The General Data Protection Regulation (GDPR) is tipped as a key challenge, in a survey of insurance sector CEOs, along with Brexit, cyberattacks and skills shortages.
The stakes are massively high. Insurers hold highly-sensitive personal data about their customers – including claims and health details.
Under the GDPR regime, from next month a failure to correctly manage that data will attract punitive fines.
The GDPR gives regulators, including Ireland’s Data Protection Commissioner, powers to hit firms with up to a maximum of 4pc of a company’s global annual turnover, or €20m, whichever is higher.
Even existing data protection rules have long been regarded as an impediment to the sector, for instance by blocking the sharing of detailed claims and customer data the sector argues could be used to help identify fraudsters.

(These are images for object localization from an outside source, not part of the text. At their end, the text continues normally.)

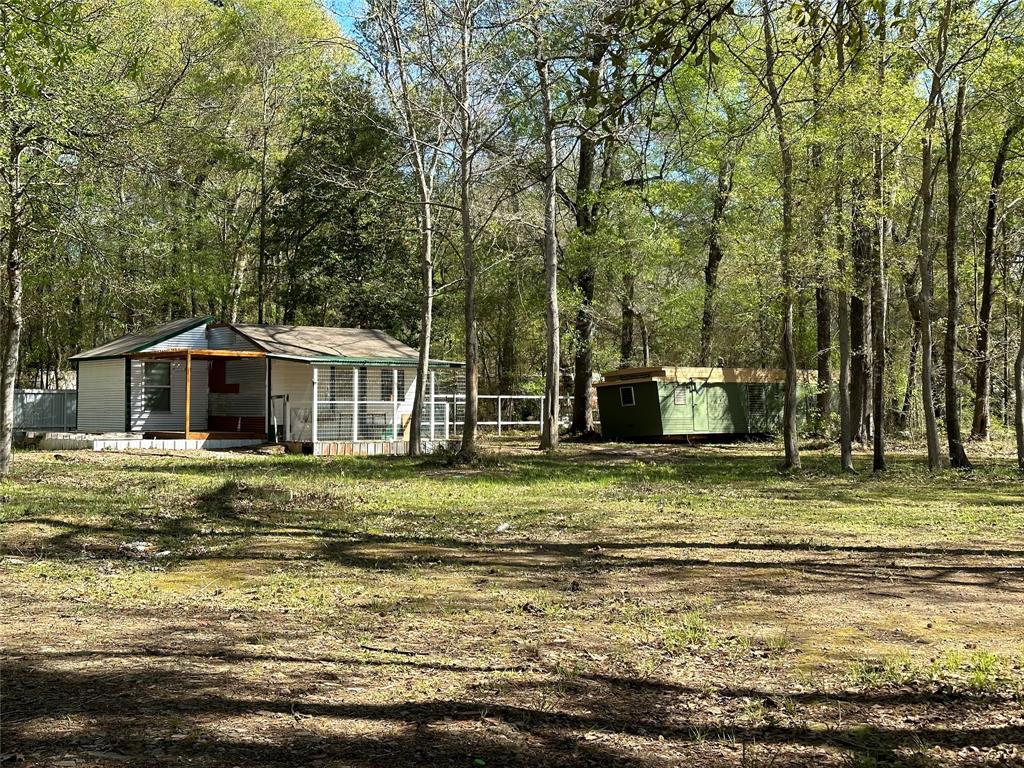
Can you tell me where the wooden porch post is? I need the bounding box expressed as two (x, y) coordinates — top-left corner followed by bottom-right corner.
(184, 350), (192, 441)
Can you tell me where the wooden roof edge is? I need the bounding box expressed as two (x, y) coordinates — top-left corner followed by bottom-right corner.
(599, 366), (818, 385)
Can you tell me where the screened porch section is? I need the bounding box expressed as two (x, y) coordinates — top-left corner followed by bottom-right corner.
(310, 364), (464, 444)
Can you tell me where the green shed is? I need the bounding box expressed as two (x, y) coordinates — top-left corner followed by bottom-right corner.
(596, 366), (816, 441)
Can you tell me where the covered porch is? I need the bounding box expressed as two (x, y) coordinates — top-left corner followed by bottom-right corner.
(126, 348), (268, 440)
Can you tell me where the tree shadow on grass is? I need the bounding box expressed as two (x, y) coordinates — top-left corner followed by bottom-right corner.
(10, 501), (1024, 599)
(3, 651), (1022, 767)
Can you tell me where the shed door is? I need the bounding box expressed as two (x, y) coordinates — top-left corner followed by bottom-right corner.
(691, 385), (708, 433)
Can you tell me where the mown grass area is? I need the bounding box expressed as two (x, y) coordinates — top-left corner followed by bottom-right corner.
(2, 438), (1023, 767)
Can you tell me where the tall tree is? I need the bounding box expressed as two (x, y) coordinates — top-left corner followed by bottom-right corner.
(760, 0), (800, 469)
(942, 78), (971, 468)
(971, 115), (1024, 439)
(536, 27), (561, 450)
(0, 0), (85, 476)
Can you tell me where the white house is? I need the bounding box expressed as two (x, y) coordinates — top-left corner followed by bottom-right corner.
(68, 317), (463, 454)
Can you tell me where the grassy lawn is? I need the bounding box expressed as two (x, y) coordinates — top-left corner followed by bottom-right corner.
(1, 438), (1023, 767)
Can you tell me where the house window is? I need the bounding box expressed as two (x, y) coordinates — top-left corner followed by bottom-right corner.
(144, 362), (171, 412)
(620, 385), (635, 407)
(673, 385), (688, 405)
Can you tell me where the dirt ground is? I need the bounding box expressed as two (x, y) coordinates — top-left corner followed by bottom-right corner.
(1, 440), (1023, 766)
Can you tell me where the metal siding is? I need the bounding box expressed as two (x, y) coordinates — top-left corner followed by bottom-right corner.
(144, 324), (209, 351)
(207, 325), (261, 351)
(76, 359), (126, 432)
(128, 359), (209, 431)
(657, 383), (695, 435)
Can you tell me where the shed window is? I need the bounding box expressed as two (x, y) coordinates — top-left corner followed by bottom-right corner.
(620, 385), (635, 407)
(673, 385), (688, 405)
(144, 362), (171, 412)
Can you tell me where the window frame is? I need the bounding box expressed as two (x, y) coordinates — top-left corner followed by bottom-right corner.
(143, 361), (172, 413)
(620, 385), (636, 407)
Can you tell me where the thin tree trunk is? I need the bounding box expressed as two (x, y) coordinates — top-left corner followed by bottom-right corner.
(943, 79), (970, 468)
(0, 133), (23, 476)
(762, 0), (799, 469)
(1015, 303), (1024, 470)
(810, 12), (831, 425)
(850, 188), (871, 444)
(568, 36), (610, 436)
(376, 4), (436, 457)
(918, 81), (944, 470)
(537, 50), (560, 451)
(835, 0), (853, 472)
(257, 121), (269, 325)
(619, 272), (635, 367)
(699, 155), (733, 367)
(409, 191), (433, 456)
(870, 6), (886, 471)
(638, 315), (650, 366)
(900, 324), (921, 430)
(816, 286), (832, 421)
(457, 7), (479, 460)
(971, 116), (1024, 439)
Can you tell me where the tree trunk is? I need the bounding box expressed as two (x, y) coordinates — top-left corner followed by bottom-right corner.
(971, 117), (1024, 439)
(847, 278), (864, 444)
(850, 192), (871, 444)
(699, 155), (733, 367)
(257, 122), (269, 324)
(619, 272), (635, 367)
(834, 0), (854, 472)
(408, 187), (433, 456)
(457, 11), (479, 460)
(1015, 303), (1024, 470)
(0, 134), (23, 476)
(943, 79), (970, 468)
(918, 88), (944, 470)
(810, 17), (831, 425)
(762, 0), (799, 469)
(899, 317), (921, 431)
(870, 9), (886, 471)
(570, 266), (595, 433)
(568, 36), (610, 436)
(816, 286), (832, 422)
(537, 51), (560, 451)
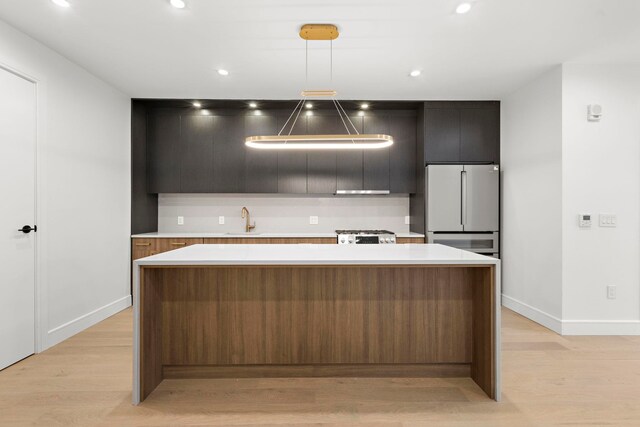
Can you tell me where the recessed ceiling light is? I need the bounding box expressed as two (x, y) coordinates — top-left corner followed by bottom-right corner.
(170, 0), (186, 9)
(305, 110), (313, 116)
(409, 70), (422, 77)
(305, 103), (313, 109)
(192, 101), (201, 108)
(51, 0), (70, 7)
(248, 102), (258, 108)
(217, 69), (229, 76)
(361, 103), (369, 109)
(456, 2), (472, 14)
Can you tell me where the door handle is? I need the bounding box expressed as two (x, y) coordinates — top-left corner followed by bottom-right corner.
(19, 225), (37, 234)
(461, 171), (467, 227)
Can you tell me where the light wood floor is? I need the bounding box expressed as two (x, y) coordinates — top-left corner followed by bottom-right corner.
(1, 308), (639, 427)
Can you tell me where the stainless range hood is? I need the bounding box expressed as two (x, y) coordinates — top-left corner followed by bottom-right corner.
(335, 190), (390, 195)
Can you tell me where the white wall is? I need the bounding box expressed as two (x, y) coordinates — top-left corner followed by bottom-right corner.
(158, 194), (410, 234)
(502, 63), (640, 335)
(0, 19), (131, 350)
(501, 66), (564, 332)
(561, 63), (640, 334)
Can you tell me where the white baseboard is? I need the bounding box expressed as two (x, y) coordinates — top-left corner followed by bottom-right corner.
(561, 320), (640, 336)
(45, 295), (131, 350)
(501, 294), (563, 334)
(502, 294), (640, 336)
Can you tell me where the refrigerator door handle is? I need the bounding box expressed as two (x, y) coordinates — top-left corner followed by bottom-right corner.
(461, 170), (467, 227)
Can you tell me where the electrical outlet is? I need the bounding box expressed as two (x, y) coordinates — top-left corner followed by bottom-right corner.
(405, 215), (411, 225)
(607, 285), (617, 300)
(309, 216), (319, 225)
(218, 216), (225, 225)
(177, 216), (184, 225)
(599, 214), (617, 227)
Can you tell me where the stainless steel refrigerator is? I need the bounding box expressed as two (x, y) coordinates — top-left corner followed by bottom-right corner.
(426, 164), (500, 257)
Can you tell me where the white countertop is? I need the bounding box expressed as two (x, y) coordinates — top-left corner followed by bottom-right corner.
(131, 231), (426, 239)
(134, 243), (497, 266)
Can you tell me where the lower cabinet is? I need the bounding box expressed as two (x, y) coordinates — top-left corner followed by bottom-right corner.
(396, 237), (426, 244)
(204, 237), (336, 244)
(131, 239), (159, 260)
(131, 238), (204, 260)
(132, 236), (424, 263)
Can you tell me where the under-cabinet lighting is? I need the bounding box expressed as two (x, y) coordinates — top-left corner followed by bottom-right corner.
(170, 0), (186, 9)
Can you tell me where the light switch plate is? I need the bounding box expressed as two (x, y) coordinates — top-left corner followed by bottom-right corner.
(607, 285), (617, 299)
(405, 215), (411, 225)
(218, 216), (225, 225)
(599, 214), (617, 227)
(177, 216), (184, 225)
(309, 216), (319, 225)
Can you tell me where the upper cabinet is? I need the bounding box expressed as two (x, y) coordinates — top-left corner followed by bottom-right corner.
(144, 103), (419, 194)
(389, 115), (417, 193)
(147, 110), (181, 193)
(244, 114), (279, 193)
(213, 114), (246, 193)
(423, 101), (500, 164)
(180, 115), (214, 193)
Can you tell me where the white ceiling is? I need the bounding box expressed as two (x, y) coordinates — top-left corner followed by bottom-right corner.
(1, 0), (639, 100)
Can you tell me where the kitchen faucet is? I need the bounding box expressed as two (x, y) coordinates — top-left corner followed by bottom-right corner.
(241, 206), (256, 233)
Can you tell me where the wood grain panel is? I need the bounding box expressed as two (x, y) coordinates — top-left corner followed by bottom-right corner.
(131, 239), (159, 260)
(471, 265), (495, 399)
(157, 266), (476, 366)
(203, 238), (336, 244)
(155, 238), (203, 253)
(396, 237), (425, 244)
(140, 268), (163, 400)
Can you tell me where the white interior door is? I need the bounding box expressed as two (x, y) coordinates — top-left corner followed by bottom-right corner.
(0, 67), (36, 370)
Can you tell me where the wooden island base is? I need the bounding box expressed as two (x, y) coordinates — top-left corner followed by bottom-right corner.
(136, 264), (496, 402)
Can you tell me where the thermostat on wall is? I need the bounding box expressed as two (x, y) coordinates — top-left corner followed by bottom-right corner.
(578, 213), (592, 228)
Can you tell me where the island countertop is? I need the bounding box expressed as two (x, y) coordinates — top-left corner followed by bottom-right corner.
(134, 243), (498, 266)
(133, 243), (501, 405)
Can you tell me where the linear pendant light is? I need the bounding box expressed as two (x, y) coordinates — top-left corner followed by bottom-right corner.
(245, 24), (394, 151)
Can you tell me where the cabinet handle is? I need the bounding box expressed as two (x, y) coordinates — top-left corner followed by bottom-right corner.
(135, 243), (151, 246)
(170, 242), (187, 246)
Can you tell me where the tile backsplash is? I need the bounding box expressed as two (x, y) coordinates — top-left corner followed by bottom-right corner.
(158, 194), (410, 233)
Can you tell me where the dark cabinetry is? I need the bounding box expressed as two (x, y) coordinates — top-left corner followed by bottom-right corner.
(244, 114), (278, 193)
(144, 105), (418, 194)
(147, 110), (181, 193)
(307, 115), (338, 194)
(213, 115), (245, 192)
(423, 102), (499, 164)
(180, 115), (214, 192)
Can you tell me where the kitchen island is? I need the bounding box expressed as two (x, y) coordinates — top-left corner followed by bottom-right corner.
(133, 244), (500, 404)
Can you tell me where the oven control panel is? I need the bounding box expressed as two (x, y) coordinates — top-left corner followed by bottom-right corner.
(337, 233), (396, 244)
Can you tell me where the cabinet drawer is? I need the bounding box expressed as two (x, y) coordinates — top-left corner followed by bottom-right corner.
(396, 237), (425, 244)
(155, 238), (203, 253)
(131, 239), (158, 260)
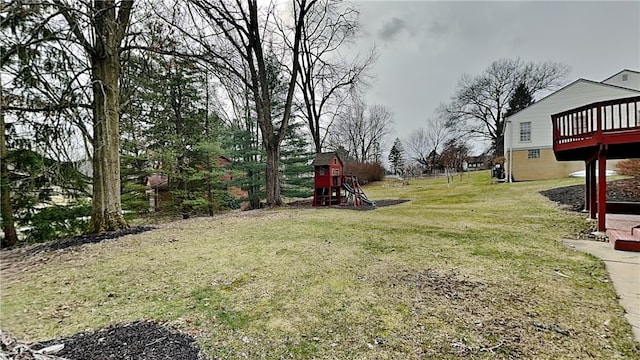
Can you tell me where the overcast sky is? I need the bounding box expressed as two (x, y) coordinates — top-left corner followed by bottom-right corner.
(347, 1), (640, 154)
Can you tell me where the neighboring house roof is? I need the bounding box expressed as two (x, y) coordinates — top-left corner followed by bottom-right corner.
(311, 152), (343, 166)
(601, 69), (640, 84)
(466, 155), (489, 164)
(145, 174), (169, 190)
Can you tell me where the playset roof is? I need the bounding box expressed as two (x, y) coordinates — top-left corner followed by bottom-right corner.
(311, 152), (343, 166)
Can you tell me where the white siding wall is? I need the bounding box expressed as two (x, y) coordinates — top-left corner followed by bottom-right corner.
(505, 80), (640, 152)
(602, 70), (640, 91)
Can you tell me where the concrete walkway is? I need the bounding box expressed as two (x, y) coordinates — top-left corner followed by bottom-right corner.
(563, 239), (640, 342)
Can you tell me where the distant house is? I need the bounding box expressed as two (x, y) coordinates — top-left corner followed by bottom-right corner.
(144, 174), (170, 211)
(503, 69), (640, 181)
(464, 154), (491, 171)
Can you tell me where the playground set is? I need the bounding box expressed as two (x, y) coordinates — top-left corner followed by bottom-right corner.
(311, 152), (375, 207)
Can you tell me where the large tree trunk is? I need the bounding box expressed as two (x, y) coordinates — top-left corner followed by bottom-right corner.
(0, 83), (18, 247)
(495, 133), (505, 158)
(87, 57), (127, 233)
(264, 142), (282, 206)
(86, 1), (128, 233)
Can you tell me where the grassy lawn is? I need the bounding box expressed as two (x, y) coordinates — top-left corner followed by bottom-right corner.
(1, 171), (639, 359)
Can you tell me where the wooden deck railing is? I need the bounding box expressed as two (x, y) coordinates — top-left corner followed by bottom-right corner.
(552, 95), (640, 151)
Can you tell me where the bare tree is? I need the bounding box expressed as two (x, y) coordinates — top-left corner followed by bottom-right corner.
(439, 138), (469, 186)
(439, 58), (569, 156)
(295, 0), (376, 153)
(405, 116), (453, 174)
(329, 96), (393, 163)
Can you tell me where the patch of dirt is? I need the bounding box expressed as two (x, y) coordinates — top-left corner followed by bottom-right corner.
(31, 321), (208, 360)
(540, 177), (640, 212)
(370, 268), (532, 358)
(287, 198), (410, 211)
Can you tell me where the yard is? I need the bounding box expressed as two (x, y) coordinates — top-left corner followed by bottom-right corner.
(1, 171), (639, 359)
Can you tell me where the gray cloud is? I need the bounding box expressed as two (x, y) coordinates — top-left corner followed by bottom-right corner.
(351, 1), (639, 155)
(428, 21), (449, 37)
(378, 17), (409, 41)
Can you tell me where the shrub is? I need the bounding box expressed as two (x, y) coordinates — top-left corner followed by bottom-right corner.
(24, 202), (91, 243)
(343, 162), (385, 184)
(616, 159), (640, 177)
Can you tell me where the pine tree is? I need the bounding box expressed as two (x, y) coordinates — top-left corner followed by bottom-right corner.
(221, 127), (265, 210)
(504, 82), (534, 117)
(150, 60), (223, 216)
(388, 138), (405, 175)
(120, 55), (153, 214)
(119, 50), (228, 217)
(281, 121), (314, 198)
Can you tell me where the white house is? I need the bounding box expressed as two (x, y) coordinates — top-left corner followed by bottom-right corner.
(504, 69), (640, 181)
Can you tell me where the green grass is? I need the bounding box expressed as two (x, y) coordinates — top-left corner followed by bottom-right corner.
(1, 171), (639, 359)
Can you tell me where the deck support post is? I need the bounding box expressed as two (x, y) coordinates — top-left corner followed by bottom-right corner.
(587, 159), (597, 219)
(597, 146), (607, 232)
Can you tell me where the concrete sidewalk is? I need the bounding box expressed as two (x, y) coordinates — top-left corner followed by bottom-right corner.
(563, 239), (640, 342)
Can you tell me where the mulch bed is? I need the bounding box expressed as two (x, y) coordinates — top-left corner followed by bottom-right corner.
(3, 226), (156, 256)
(540, 177), (640, 211)
(30, 321), (208, 360)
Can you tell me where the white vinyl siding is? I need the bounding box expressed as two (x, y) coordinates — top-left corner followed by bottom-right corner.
(602, 70), (640, 90)
(506, 80), (640, 153)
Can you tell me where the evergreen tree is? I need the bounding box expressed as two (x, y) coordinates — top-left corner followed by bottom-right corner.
(221, 127), (265, 210)
(5, 147), (89, 243)
(388, 138), (405, 175)
(281, 121), (314, 198)
(149, 59), (224, 216)
(505, 82), (534, 117)
(119, 49), (228, 217)
(1, 2), (89, 246)
(120, 55), (154, 214)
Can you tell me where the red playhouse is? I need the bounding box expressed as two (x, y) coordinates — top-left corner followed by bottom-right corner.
(312, 152), (375, 207)
(312, 152), (344, 206)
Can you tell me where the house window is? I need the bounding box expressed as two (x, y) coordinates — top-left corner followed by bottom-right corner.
(519, 122), (531, 142)
(622, 74), (629, 81)
(528, 149), (540, 159)
(333, 158), (337, 165)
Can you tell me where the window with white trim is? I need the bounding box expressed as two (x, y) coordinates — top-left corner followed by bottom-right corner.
(528, 149), (540, 159)
(519, 122), (531, 142)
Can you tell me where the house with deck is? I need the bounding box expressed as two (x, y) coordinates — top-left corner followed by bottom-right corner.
(504, 69), (640, 181)
(551, 93), (640, 250)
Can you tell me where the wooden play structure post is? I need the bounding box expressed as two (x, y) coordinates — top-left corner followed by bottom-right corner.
(312, 152), (344, 206)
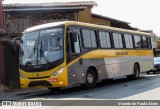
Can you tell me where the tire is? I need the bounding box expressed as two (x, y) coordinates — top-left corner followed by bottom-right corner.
(127, 64), (140, 80)
(48, 87), (61, 93)
(147, 71), (150, 74)
(156, 68), (160, 72)
(153, 70), (156, 74)
(84, 69), (97, 89)
(133, 64), (140, 79)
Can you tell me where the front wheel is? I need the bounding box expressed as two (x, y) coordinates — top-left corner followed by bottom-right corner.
(83, 69), (97, 89)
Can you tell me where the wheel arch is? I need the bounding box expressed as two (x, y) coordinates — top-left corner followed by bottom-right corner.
(134, 62), (140, 72)
(87, 66), (98, 81)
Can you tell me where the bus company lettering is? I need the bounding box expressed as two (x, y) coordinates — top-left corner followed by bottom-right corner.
(116, 51), (128, 56)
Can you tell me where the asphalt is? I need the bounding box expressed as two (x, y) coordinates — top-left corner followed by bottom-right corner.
(0, 72), (160, 101)
(1, 73), (160, 109)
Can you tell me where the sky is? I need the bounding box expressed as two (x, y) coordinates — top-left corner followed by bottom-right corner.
(2, 0), (160, 36)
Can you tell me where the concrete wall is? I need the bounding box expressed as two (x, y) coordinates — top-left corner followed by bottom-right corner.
(79, 7), (92, 23)
(79, 7), (111, 26)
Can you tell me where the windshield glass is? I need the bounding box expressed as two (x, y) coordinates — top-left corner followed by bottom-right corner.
(20, 28), (64, 66)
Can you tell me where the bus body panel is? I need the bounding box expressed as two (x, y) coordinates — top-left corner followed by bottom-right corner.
(66, 49), (153, 87)
(67, 58), (106, 86)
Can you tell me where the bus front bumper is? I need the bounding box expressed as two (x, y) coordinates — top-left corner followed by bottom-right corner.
(20, 76), (67, 88)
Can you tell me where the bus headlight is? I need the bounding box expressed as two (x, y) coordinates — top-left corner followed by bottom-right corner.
(19, 73), (26, 79)
(53, 68), (64, 76)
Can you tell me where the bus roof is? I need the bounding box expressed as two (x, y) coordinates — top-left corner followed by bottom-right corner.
(24, 21), (150, 36)
(24, 21), (65, 33)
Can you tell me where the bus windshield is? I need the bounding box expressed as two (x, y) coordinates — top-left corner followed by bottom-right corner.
(20, 28), (64, 66)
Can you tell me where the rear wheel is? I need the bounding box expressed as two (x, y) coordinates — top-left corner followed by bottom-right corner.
(83, 69), (97, 89)
(156, 68), (160, 73)
(127, 64), (140, 80)
(48, 87), (61, 93)
(147, 71), (150, 74)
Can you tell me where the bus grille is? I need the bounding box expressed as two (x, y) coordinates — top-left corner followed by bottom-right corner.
(28, 76), (50, 79)
(28, 80), (52, 87)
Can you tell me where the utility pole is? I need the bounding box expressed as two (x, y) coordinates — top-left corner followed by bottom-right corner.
(0, 0), (3, 29)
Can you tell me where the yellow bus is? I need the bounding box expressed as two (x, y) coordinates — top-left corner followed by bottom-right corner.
(19, 21), (154, 92)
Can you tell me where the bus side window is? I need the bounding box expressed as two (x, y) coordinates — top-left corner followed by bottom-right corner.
(124, 34), (133, 49)
(134, 35), (142, 49)
(146, 37), (152, 49)
(142, 36), (147, 49)
(112, 33), (123, 49)
(69, 32), (81, 54)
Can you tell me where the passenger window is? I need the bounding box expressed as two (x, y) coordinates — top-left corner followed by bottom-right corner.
(124, 34), (133, 49)
(134, 35), (142, 48)
(99, 31), (111, 48)
(90, 30), (97, 48)
(146, 37), (152, 49)
(142, 36), (147, 48)
(113, 33), (123, 48)
(69, 32), (81, 53)
(82, 29), (97, 48)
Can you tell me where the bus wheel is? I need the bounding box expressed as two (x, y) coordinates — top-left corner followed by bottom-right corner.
(48, 87), (61, 93)
(84, 69), (97, 89)
(147, 71), (150, 74)
(127, 64), (140, 80)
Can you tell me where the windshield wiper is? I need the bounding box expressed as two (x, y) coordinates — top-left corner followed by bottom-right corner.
(39, 41), (51, 67)
(29, 40), (37, 59)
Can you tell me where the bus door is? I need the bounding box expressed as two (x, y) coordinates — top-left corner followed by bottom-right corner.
(66, 29), (81, 64)
(66, 28), (85, 86)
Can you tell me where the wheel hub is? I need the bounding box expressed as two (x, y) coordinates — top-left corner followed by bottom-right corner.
(87, 74), (94, 84)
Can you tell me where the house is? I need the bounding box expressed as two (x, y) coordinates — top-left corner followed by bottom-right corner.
(2, 1), (134, 35)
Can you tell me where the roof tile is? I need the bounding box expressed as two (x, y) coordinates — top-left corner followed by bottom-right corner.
(3, 1), (97, 9)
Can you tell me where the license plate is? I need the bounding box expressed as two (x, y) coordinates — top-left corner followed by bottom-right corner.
(48, 78), (58, 82)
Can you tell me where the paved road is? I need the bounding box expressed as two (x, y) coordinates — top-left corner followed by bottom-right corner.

PwC’s 21st Global CEO Survey of 100 insurance chief executives suggest the sector has a generally positive outlook when it comes to the overall global economy.
Half of insurance CEOs believe that global economic growth will improve over the next 12 months, up from only 19pc in 2017.
Nine out of 10 insurance CEOs are confident about their own organisation’s revenue prospects over the next three years.
There are significant clouds on the horizon, however.
In Ireland, the majority (63pc) of Irish insurance CEOs see Brexit as a disruptor, although some see opportunities for their UK operations to relocate to Ireland.
Central Bank of Ireland deputy governor Ed Sibley warned earlier this month that the insurance sector here was significantly underprepared for the potential impact of Brexit.
The pace of technological change is also flagged as a concern by insurance bosses.
In Ireland, GDPR is a key challenge, with many struggling to be compliant for the May deadline.
Globally, insurance CEOs biggest concerns are what they describe as “over-regulation” (95pc), cyberthreats (93pc) and speed of technological change (85pc).
With data protection, cybersecurity and new technologies all highlighted as challenges, it’s little surprise that eight out of 10 insurance CEOs are concerned about shortages of digital skills within the industry and within their own workforce. That is the highest percentage of any industry surveyed by PwC.
Notably, the levels of “extreme concern” regarding cyberattacks has almost doubled since the last survey.
Technology should offer significant opportunities, as well as threats to insurers according to Darren O’Neill, Data Analytics Partner at PwC Ireland.
“There are substantial opportunities on the horizon as a new generation of predictive analytics and AI transforms insurers’ ability to detect, anticipate and avert risk,” he said.
“Notable possibilities include RegTech, which can not only strip out costs in labour-intensive areas, but also strengthen risk management and improve compliance. In fact, Irish insurance CEOs see greater opportunities from data analytics, AI and robotics compared to global counterparts.”